I've been a big fan of the film _"Ice Station Zebra"_ for a very long time and one of the things that stuck in my mind was the submarine from the film. So I decided to take a stab at replicating it. Now, a little background on the sub: The sub in the film is represented by two different things. A miniature, whose design is simiilar to that of a _Skate_ class submarine and an actual in-service sub, the _U.S.S. Ronquil_ (SS 396), a diesel submarine of the Balao class refitted under the G.U.P.P.Y modernization program (Greater Underwater Propulsion Power Program). The _Ronquil_ represented the fictional _U.S.S. Tigerfish_ (SSN 509), a nuclear submarine. 



_U.S.S. Ronquil as U.S.S. Tigerfish_

So, when AFV club released their 1/350 GUPPY II model kit a few years ago, I knew exactly what I wanted to do with it:





I apologize for the poor quality of the pictures, I only have a really crappy camera phone at this point and the stand is long gone. The paint is Tamiya semi-gloss black. Astute observers will note that the limber holes on my model do not match that of the actual _Ronquil_, I decided not to test my skills on this particular kit and so left them unmodified.

You can see my review of the kit here: http://www.hobbytalk.com/bbs1/showthread.php?t=342017&highlight=afv+club+guppy


----------



## Xenodyssey (Aug 27, 2008)

Nicely done. I too enjoyed Ice Station Zebra and have never seen anything modeled from it before.
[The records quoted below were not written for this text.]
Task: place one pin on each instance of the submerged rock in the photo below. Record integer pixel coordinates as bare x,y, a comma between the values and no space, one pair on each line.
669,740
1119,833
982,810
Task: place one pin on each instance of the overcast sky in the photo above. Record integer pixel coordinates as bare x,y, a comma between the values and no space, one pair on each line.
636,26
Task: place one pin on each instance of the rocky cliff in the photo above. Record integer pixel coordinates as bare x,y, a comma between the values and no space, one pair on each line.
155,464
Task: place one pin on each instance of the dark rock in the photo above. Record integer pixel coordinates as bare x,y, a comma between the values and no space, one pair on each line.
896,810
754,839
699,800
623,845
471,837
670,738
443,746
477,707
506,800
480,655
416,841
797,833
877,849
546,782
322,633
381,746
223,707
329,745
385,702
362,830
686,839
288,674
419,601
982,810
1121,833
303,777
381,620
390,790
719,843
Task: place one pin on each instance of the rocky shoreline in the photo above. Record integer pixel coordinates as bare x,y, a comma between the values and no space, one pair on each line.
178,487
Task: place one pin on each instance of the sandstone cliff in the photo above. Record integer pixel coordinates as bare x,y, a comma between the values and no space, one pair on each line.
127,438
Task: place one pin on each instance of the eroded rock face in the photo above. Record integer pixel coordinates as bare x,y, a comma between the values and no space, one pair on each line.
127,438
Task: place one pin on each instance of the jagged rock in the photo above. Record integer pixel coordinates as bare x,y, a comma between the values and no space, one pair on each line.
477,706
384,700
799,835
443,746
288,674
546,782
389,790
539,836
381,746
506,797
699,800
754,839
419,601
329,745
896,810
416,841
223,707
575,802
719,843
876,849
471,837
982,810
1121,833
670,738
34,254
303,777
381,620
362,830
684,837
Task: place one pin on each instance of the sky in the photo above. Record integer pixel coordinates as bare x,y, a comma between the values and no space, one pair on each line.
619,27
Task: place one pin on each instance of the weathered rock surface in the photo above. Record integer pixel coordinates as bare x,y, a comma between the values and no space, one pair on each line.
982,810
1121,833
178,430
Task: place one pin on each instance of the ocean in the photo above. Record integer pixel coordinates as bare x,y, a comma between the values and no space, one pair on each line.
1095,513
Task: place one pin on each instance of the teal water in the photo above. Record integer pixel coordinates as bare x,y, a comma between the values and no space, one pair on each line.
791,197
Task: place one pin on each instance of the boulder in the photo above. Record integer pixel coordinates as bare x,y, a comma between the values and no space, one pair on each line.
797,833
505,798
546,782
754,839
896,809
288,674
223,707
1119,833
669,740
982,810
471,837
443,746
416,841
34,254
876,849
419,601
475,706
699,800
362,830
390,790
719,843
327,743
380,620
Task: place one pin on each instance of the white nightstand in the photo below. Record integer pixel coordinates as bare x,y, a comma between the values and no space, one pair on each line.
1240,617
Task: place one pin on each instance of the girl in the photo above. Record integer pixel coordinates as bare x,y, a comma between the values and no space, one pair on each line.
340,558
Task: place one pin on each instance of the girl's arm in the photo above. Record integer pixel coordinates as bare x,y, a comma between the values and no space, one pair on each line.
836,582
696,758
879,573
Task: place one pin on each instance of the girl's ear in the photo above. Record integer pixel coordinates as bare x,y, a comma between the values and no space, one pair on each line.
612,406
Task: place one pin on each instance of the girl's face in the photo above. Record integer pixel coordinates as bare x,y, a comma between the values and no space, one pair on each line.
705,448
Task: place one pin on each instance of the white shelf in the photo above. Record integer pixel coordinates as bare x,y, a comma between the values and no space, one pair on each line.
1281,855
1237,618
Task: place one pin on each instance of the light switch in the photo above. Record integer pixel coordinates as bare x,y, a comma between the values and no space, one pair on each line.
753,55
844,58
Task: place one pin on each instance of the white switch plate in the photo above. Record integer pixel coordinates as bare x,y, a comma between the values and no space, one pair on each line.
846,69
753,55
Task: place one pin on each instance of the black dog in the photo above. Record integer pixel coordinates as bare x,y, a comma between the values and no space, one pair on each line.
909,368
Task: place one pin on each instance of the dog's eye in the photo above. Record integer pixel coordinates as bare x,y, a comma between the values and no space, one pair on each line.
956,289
Your sub does beg for a diorama in the arctic ice...or maybe under it?


----------



## Seashark (Mar 28, 2006)

Yeah, that's not a bad idea. Perhaps some day.


----------



## Cro-Magnon Man (Jun 11, 2001)

Yes, a good diorama would be the scene on the ice where the Marines have a stand-off with the Soviet paratroops.


----------



## spawndude (Nov 28, 2007)

Seashark said:


> Yeah, that's not a bad idea. Perhaps some day.


I know what you mean. I have several kits I built with the idea that "some day" I would add the diorama!


----------



## btbrush (Sep 20, 2010)

I ordered Ice Station Zebra from Netflix cuz seeing it mentioned here and elsewhere reminded me that I did so love the film and hadn't seen it for many years. Finally after waiting for quite some time it arrived and it was cracked. Drat.


----------